Il était satisfait. L’avance de son voleur fondait. Quoi d’étonnant avec deux montures ? Le rattraperait-il avant l’orée de la grande forêt ? S’il y échouait, il renoncerait à sa chasse. Il courrait tout droit prévenir Kleworegs. Il eût préféré lui amener, lié, son ennemi. Il était un homme reconnaissant. Il récompenserait qui lui avait sauvé la vie... À moins qu’il ne rie, devant la faiblesse et le jeune âge de son adversaire. Il tenait en ce cas prêtes cent légendes contant comment un serpent avait vaincu les plus grands héros, ou un aveugle abattu un roi en l’atteignant par jeu d'un trait mal placé. Il serait convaincu. Il le comblerait de dons. Oui, il devait vite capturer le petit malfrat. Cette tâche aisée lui vaudrait un précieux ami...
... Maudit soit-il pour sa bêtise ! Jamais il n’avait autant dormi – un jour où il ne fallait pas paresser – depuis plusieurs mois. Il avait calmé la douleur de sa pommette en mâchant l’herbe qui endort. À force d’en reprendre, il était tombé dans un long sommeil. Tout le terrain gagné la veille avait été perdu. Il n’était plus que grignotage de souriceau face à l’énormité du champ repris par sa cible. Il sauta sur son cheval. Les lamentations ne feraient que le retarder. Il ne lui restait qu’à prévenir celui qu’il voulait sauver.

***
 
L’année s’avançait. Le temps, à l’approche de l’hiver, se mettait au gel. Le froid ne les gênerait pas longtemps. Leur prochaine halte serait Walkwis, le grand marché à fourrures, débouché naturel de la forêt s’étendant de ses confins jusqu’à Kerdarya. Avec ses nombreuses tanneries, il exhalait une puanteur qui le signalait de loin. Une autre senteur les accueillit. Ils trouvèrent, à leur grande surprise, au lieu d’un rendez-vous de trappeurs, un bourbier couvert d’un épais brouillard de miasmes fétides. Ses rares habitants les renseignèrent. Ce malheur était tout récent. Des mouvements de terrain avaient surélevé et déplacé le lit des rivières sur les rives desquelles travaillaient les corroyeurs. Walkwis ne serait bientôt plus qu’un nom dans les mémoires, à moins qu’il ne devienne Laksis, Celui du poisson.

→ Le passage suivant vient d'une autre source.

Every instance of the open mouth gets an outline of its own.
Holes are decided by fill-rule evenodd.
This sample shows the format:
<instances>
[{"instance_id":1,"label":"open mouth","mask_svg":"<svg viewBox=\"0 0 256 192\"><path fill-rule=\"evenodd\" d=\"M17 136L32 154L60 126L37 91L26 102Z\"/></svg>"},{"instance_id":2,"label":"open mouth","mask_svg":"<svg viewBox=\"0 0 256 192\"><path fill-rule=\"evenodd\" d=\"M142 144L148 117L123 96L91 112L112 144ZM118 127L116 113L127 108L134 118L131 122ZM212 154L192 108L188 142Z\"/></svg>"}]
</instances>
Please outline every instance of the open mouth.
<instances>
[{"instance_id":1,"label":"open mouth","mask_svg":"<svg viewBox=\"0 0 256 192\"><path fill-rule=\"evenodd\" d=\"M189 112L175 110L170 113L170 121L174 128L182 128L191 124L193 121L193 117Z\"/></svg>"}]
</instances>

Ils étaient unanimes. Pas question de rester un instant de plus dans le village inondé et détruit ! Ce fut encore trop pour la moitié de la troupe. Elle ne garda de ce court séjour qu’un rhume persistant. Le nez des derniers malades coulait encore la veille de leur arrivée.
 
Maudits jumeaux de la nature ! Il était arrivé à ce qui ne serait plus jamais Walkwis. Il y avait appris le passage en flèche de sa cible. Il fulminait. Quelle malchance que l’ancien rendez-vous des trappeurs ait été envahi par les eaux ! Kleworegs y dormirait encore ou n’en serait, au pire, éloigné que d’une brève chevauchée. Au lieu de cela, il était déjà bien engagé dans la forêt, par n’importe laquelle de ces trouées au loin. Aucun de ceux capables de lui dire la bonne n'était resté. Il n’abritait plus que des vagabonds en haillons. Ils fouillaient la boue qui cachait peut-être des poteries, des bijoux, des armes. Il préféra ne pas les déranger plus longtemps. Son interlocuteur était tombé sur un filon... décevant. Des beaux tissus ne supportent pas une immersion prolongée. Il s’éloigna.